The most recent incident, reported to police on July 19, is the fifth alleged sexual assault since May in which a victim described being assaulted by a cab driver. A 44-year-old man was charged earlier this month, shortly after one of the alleged assaults.

"It's always a concern whenever we have people that are sexually assaulted, but five in a short duration is very concerning...These are positions of trust, you're getting into a vehicle thinking that you're going to be taken home safely," said Woodworth.

A woman told police she was picked up in Halifax between 8:30 and 9:30 p.m. on July 15 by a man driving a car with a roof light. The vehicle was a white, older-model four-door car.

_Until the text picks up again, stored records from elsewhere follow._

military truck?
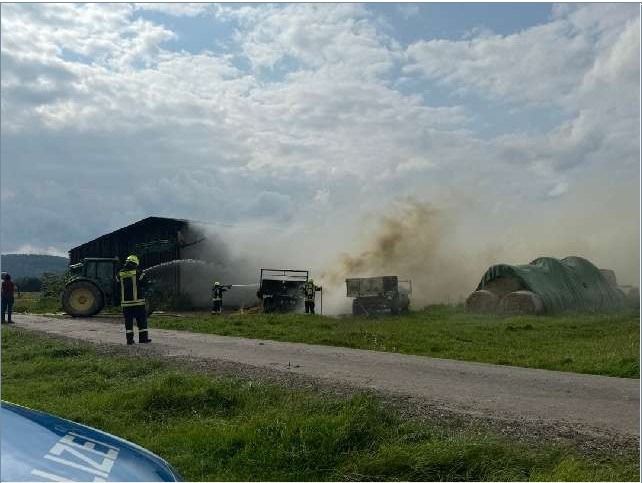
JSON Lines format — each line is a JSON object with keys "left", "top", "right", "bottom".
{"left": 256, "top": 268, "right": 309, "bottom": 313}
{"left": 346, "top": 276, "right": 411, "bottom": 316}
{"left": 61, "top": 258, "right": 156, "bottom": 317}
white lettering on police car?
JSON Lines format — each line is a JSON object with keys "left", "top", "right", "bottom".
{"left": 31, "top": 430, "right": 120, "bottom": 481}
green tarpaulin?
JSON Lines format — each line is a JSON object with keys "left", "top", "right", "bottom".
{"left": 476, "top": 256, "right": 626, "bottom": 313}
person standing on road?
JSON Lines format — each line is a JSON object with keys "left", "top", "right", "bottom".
{"left": 303, "top": 279, "right": 321, "bottom": 314}
{"left": 211, "top": 281, "right": 229, "bottom": 315}
{"left": 118, "top": 255, "right": 151, "bottom": 345}
{"left": 1, "top": 273, "right": 16, "bottom": 324}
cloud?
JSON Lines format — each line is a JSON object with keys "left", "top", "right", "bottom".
{"left": 133, "top": 3, "right": 213, "bottom": 18}
{"left": 216, "top": 3, "right": 399, "bottom": 76}
{"left": 405, "top": 3, "right": 639, "bottom": 109}
{"left": 14, "top": 244, "right": 68, "bottom": 257}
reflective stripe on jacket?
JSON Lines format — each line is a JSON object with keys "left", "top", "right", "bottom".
{"left": 303, "top": 284, "right": 317, "bottom": 302}
{"left": 212, "top": 286, "right": 226, "bottom": 301}
{"left": 119, "top": 269, "right": 146, "bottom": 307}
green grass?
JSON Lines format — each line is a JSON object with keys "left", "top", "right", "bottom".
{"left": 148, "top": 306, "right": 640, "bottom": 378}
{"left": 12, "top": 292, "right": 121, "bottom": 315}
{"left": 2, "top": 328, "right": 638, "bottom": 481}
{"left": 12, "top": 292, "right": 61, "bottom": 314}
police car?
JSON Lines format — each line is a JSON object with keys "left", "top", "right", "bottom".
{"left": 1, "top": 401, "right": 181, "bottom": 481}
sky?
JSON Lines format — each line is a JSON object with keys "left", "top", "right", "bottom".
{"left": 1, "top": 2, "right": 640, "bottom": 293}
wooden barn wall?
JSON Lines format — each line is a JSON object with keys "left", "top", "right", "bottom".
{"left": 68, "top": 219, "right": 188, "bottom": 293}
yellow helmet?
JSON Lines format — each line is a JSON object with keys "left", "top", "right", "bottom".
{"left": 214, "top": 281, "right": 220, "bottom": 286}
{"left": 126, "top": 255, "right": 140, "bottom": 266}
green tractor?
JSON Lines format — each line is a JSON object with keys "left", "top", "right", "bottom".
{"left": 61, "top": 258, "right": 155, "bottom": 317}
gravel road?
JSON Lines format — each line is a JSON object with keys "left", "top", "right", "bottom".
{"left": 9, "top": 314, "right": 640, "bottom": 445}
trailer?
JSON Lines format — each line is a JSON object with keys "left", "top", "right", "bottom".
{"left": 256, "top": 269, "right": 309, "bottom": 313}
{"left": 346, "top": 276, "right": 411, "bottom": 316}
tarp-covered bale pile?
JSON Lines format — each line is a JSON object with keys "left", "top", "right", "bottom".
{"left": 466, "top": 256, "right": 628, "bottom": 315}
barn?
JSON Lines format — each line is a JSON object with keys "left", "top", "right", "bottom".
{"left": 67, "top": 217, "right": 255, "bottom": 310}
{"left": 68, "top": 217, "right": 203, "bottom": 301}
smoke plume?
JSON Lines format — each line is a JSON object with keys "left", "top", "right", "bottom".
{"left": 168, "top": 176, "right": 639, "bottom": 316}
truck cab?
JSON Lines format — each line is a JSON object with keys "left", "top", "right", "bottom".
{"left": 346, "top": 276, "right": 412, "bottom": 316}
{"left": 256, "top": 269, "right": 309, "bottom": 313}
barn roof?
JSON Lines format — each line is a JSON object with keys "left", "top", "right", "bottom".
{"left": 70, "top": 216, "right": 190, "bottom": 251}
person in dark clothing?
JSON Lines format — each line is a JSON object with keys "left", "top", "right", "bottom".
{"left": 211, "top": 281, "right": 230, "bottom": 315}
{"left": 1, "top": 273, "right": 16, "bottom": 324}
{"left": 118, "top": 255, "right": 150, "bottom": 345}
{"left": 303, "top": 279, "right": 321, "bottom": 314}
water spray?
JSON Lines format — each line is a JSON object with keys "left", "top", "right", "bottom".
{"left": 142, "top": 259, "right": 208, "bottom": 275}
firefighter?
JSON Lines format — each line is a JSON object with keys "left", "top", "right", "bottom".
{"left": 118, "top": 255, "right": 151, "bottom": 345}
{"left": 211, "top": 281, "right": 228, "bottom": 315}
{"left": 303, "top": 279, "right": 321, "bottom": 314}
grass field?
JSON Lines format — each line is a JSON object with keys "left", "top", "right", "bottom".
{"left": 2, "top": 328, "right": 638, "bottom": 481}
{"left": 12, "top": 292, "right": 61, "bottom": 314}
{"left": 147, "top": 306, "right": 640, "bottom": 378}
{"left": 12, "top": 293, "right": 121, "bottom": 315}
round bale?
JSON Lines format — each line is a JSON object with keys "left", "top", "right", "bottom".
{"left": 465, "top": 290, "right": 499, "bottom": 314}
{"left": 499, "top": 290, "right": 544, "bottom": 316}
{"left": 482, "top": 277, "right": 523, "bottom": 298}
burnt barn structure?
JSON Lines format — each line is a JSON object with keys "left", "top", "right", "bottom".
{"left": 68, "top": 217, "right": 200, "bottom": 299}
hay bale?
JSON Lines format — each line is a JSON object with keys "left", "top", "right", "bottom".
{"left": 599, "top": 269, "right": 618, "bottom": 287}
{"left": 619, "top": 286, "right": 640, "bottom": 310}
{"left": 482, "top": 277, "right": 523, "bottom": 297}
{"left": 499, "top": 290, "right": 544, "bottom": 316}
{"left": 465, "top": 290, "right": 499, "bottom": 314}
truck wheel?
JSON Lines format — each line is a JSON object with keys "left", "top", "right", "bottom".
{"left": 390, "top": 295, "right": 400, "bottom": 315}
{"left": 262, "top": 298, "right": 273, "bottom": 313}
{"left": 62, "top": 281, "right": 104, "bottom": 317}
{"left": 352, "top": 299, "right": 366, "bottom": 316}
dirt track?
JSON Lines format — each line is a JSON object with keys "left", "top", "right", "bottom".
{"left": 10, "top": 314, "right": 640, "bottom": 443}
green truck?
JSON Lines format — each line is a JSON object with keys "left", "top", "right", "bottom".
{"left": 346, "top": 276, "right": 411, "bottom": 316}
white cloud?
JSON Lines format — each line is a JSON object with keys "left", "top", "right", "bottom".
{"left": 217, "top": 3, "right": 399, "bottom": 77}
{"left": 134, "top": 3, "right": 213, "bottom": 17}
{"left": 405, "top": 3, "right": 639, "bottom": 110}
{"left": 14, "top": 244, "right": 68, "bottom": 257}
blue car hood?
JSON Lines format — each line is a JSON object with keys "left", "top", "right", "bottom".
{"left": 1, "top": 401, "right": 181, "bottom": 481}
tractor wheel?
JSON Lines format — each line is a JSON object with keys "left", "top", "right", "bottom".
{"left": 62, "top": 281, "right": 104, "bottom": 317}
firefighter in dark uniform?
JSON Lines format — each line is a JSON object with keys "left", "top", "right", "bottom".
{"left": 211, "top": 281, "right": 228, "bottom": 315}
{"left": 118, "top": 255, "right": 151, "bottom": 345}
{"left": 303, "top": 279, "right": 321, "bottom": 314}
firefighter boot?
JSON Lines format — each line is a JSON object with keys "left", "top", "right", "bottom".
{"left": 139, "top": 330, "right": 152, "bottom": 344}
{"left": 126, "top": 332, "right": 135, "bottom": 345}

Upon arrival at her destination, the woman asked how much she owed for the ride and the driver said he was having problems with the meter that would take a few minutes to fix.

Then police say the man tried to kiss the woman, locked her door and touched her in a "sexual manner" over her clothing without her consent. The woman was able to get out of the car and get to a friend's home.

Police say the man spoke with an accent, and wore strong cologne. He was described as about five-feet-seven-inches, with short dark hair and a pronounced nose.

Police also said the man was described as "possibly of Middle Eastern descent," an identifier used to describe the suspect in three prior incidents. Critics have said police should avoid the label, as it perpetuates damaging stereotypes and is too vague to be of use as a descriptor.

Woodworth said investigators are following down every available lead, including trying to track down taxi locations at the times of the incidents, where possible.

"Some of the vehicles -- I'm not saying the ones involved with this -- have GPS, so we're running all those angles, and working with the cab companies," she said. "They've been very helpful to us because they want to bring a conclusion to these incidents as well."